Yesterday she thought that the hungries were like houses that people used to live in. Now she thinks that every one of those houses is haunted. She’s not just surrounded by the hungries. She’s surrounded by the ghosts of the men and women they used to be. [loc.3177]
Melanie is top of her class. She's ten years old. She lives on a military base and is studied by scientists. She has a crush on her teacher, Miss Justineau, who reads Greek myths to the children, and shows some affection for Melanie. Sergeant Parks, on the other hand, dislikes and fears her. Melanie doesn't know why.
This is post-apocalypse Britain, variant zombie: the 'hungries' infest the cities, mindlessly devouring any living beings. If the victims survive, they too become infected. Ophiocordyceps, a parasitic fungus, alters their behaviour to propagate more effectively, but it only does so in blood. Otherwise there'd be nothing at all, instead of a few remnants, left of global civilisation.
The Girl with all the Gifts reminded me of old-school science fiction, H. G. Wells and Jack London and so on, though I suspect they wouldn't have considered a little girl an engaging protagonist. I think the novel works because of Melanie's initial ignorance, and subsequently her determination to live and to soak up the new-found world outside the base:
The world pours in through her eyes and ears, her nose, her tongue, her skin. There’s too much of it, and it never stops coming. She’s like the drain in the corner of the shower room. [loc.1245]
Melanie isn't quite like a normal ten-year-old girl. She certainly has different interests, and different life experience. But her upbringing enables her to confront some unpleasant facts courageously and inventively -- and, in doing so, she changes the people around her. A really resonant moment for me was Parks' epiphany: "He has a sense, for the first time in his soldiering career, of what a war crime might look like from the inside." [loc.4534]

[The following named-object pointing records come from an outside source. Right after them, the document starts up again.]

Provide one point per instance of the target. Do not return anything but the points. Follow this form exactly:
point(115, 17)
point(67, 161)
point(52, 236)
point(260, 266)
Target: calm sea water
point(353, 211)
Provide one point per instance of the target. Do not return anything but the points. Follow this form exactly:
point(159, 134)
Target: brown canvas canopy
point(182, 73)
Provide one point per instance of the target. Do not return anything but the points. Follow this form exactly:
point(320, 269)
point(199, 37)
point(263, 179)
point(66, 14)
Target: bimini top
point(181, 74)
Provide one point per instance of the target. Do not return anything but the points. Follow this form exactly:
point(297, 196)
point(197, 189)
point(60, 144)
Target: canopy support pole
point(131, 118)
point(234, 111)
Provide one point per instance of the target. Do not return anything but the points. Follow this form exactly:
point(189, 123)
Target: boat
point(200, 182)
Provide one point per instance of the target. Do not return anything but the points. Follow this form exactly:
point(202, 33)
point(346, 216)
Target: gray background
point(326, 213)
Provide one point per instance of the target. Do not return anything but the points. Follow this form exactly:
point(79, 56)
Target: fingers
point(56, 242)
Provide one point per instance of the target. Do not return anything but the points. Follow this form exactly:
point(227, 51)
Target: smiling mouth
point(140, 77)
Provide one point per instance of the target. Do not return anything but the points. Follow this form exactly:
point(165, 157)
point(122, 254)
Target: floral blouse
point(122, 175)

I still can't decide if I liked this novel, but I found it compelling and provocative reading.
NB: a friend and I were discussing whether this is a feminist novel. It's true that it has a female protagonist; that the three most important characters are all female; that none of these are defined by their relationships with men. (Indeed, the resolution is pretty much a denial of sexual relationships!) But K argues that there is a lack of embodiment, and I think I agree.